Kelompok MKWK 03 "Pendidikan berkualitas" USU saat melakukan sesi foto bersama dengan Peserta didik dalam kegiatan sosialisasi di SMA Swasta Khatolik Budi Murni 2 Medan, Senin (27/10/2025)
Kelompok mahasiswa proyek Mata Kuliah Wajib Kurikulum (MKWK) Universitas Sumatera Utara (USU) melaksanakan sosialisasi pemanfaatan Artificial Intelligence (AI) sebagai alat pendukung pembelajaran di SMA Swasta Katolik Budi Murni 2 Medan, Senin (27/10/2025).
Kelompok Proyek 03 Pendidikan berkualitas yang terdiri dari 19 mahasiswa- mahasiswi lintas fakultas dan program studi di USU. Fauzan Kurniawan, selaku ketua kelompok, menjelaskan bahwa banyak siswa yang menggunakan AI hanya untuk menyalin jawaban, tanpa memahami cara memanfaatkannya untuk meningkatkan kapasitas akademik. Oleh karena itu, sosialisasi ini bertujuan meningkatkan pemahaman siswa-i mengenai konsep dasar AI, manfaatnya dalam pembelajaran, serta cara menggunakannya dengan bijak dan etis.
“Melalui kegiatan ini, kami ingin memperkenalkan penggunaan AI secara positif dan bertanggung jawab, misalnya untuk membuat rangkuman materi, latihan menulis, serta membantu presentasi kreatif. Kami berharap siswa mampu melihat AI sebagai alat belajar, bukan alat instan,” ujarnya.
Kegiatan ini didampingi oleh Drs. Pilemon Bukit S.Th., M.Th sebagai dosen fasilitator dan Betaria Sagala sebagai mentor. Selama sosialisasi, siswa mengikuti pemaparan materi, diskusi interaktif, praktik penggunaan aplikasi AI, serta kuis evaluatif untuk mengukur pemahaman.
Siswa diperkenalkan pada beragam penggunaan AI yang mendukung pembelajaran, seperti platform belajar adaptif, aplikasi penerjemah, alat analisis teks, serta fitur peringkasan materi. Peserta juga diberi pemahaman mengenai etika berteknologi dan keamanan data pribadi.

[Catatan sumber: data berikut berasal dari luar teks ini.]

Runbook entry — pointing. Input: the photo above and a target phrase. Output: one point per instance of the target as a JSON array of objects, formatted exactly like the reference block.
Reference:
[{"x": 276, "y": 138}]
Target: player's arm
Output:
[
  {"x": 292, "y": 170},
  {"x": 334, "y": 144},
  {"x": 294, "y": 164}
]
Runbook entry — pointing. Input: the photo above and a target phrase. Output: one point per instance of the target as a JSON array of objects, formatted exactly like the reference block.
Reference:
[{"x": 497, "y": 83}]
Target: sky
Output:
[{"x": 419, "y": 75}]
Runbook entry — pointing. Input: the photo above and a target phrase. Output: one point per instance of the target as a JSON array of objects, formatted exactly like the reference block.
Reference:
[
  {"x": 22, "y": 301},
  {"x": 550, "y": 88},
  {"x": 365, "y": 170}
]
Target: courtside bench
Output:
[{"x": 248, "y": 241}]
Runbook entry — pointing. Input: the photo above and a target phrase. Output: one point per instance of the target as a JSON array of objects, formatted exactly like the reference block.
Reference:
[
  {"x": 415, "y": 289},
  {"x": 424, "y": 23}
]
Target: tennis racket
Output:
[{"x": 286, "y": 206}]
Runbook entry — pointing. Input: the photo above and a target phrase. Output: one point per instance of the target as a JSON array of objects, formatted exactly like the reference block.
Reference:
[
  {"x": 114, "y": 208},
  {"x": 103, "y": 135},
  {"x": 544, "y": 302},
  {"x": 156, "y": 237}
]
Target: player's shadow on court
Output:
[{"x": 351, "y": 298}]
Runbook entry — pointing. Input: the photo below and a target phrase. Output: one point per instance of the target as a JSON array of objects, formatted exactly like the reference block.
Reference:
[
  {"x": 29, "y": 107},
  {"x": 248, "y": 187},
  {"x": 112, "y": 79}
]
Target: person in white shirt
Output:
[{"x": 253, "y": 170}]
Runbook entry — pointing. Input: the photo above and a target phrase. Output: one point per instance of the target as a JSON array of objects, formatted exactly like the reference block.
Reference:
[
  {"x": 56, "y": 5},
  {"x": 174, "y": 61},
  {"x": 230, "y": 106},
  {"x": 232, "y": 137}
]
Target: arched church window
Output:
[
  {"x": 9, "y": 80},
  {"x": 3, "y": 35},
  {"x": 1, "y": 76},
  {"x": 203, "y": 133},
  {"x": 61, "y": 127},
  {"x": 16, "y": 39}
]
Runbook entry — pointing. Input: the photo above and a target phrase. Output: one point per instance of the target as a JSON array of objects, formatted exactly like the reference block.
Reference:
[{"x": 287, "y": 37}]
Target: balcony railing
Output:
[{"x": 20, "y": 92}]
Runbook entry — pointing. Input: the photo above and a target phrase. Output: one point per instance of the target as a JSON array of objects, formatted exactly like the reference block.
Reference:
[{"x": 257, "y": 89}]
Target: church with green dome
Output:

Kelompok MKWK 03 "Pendidikan berkualitas" USU saat melakukan sesi foto bersama dengan
Kepala Sekolah SMA Swasta Katolik Budi Murni 2 Medan,Bapak Drs. Rafael sitanggang, M.si, Senin (27/10/25)
Kepala sekolah SMA Swasta Katolik Budi Murni 2 Medan, Drs. Rafael Sitanggang, M.Si, menyambut baik dan menilai program ini relevan dengan kebutuhan literasi digital siswa saat ini. ”Sosialisasi yang dilakukan sangat inovatif karena sangat penting dalam perkembangan digitalisasi pendidikan sekarang. Karena AI ini sangat membantu dalam belajar. Namun, teknologi Artificial Intelligence (AI) ini harus dihindari sisi negatifnya. Jadi, saya harap melalui sosialisasi ini siswa siswi dapat memahami AI dengan baik dan menggunakannya ke hal-hal yang positif dan membantu dalam belajar mereka,” ungkapnya.
Program ini diharapkan memberi dampak positif jangka panjang dengan membangun pemahaman siswa mengenai penggunaan AI yang tepat, produktif, dan bertanggung jawab. Selain membantu meningkatkan kemampuan akademik, kegiatan ini juga menumbuhkan kesadaran siswa untuk menjadi pembelajar mandiri di era digital.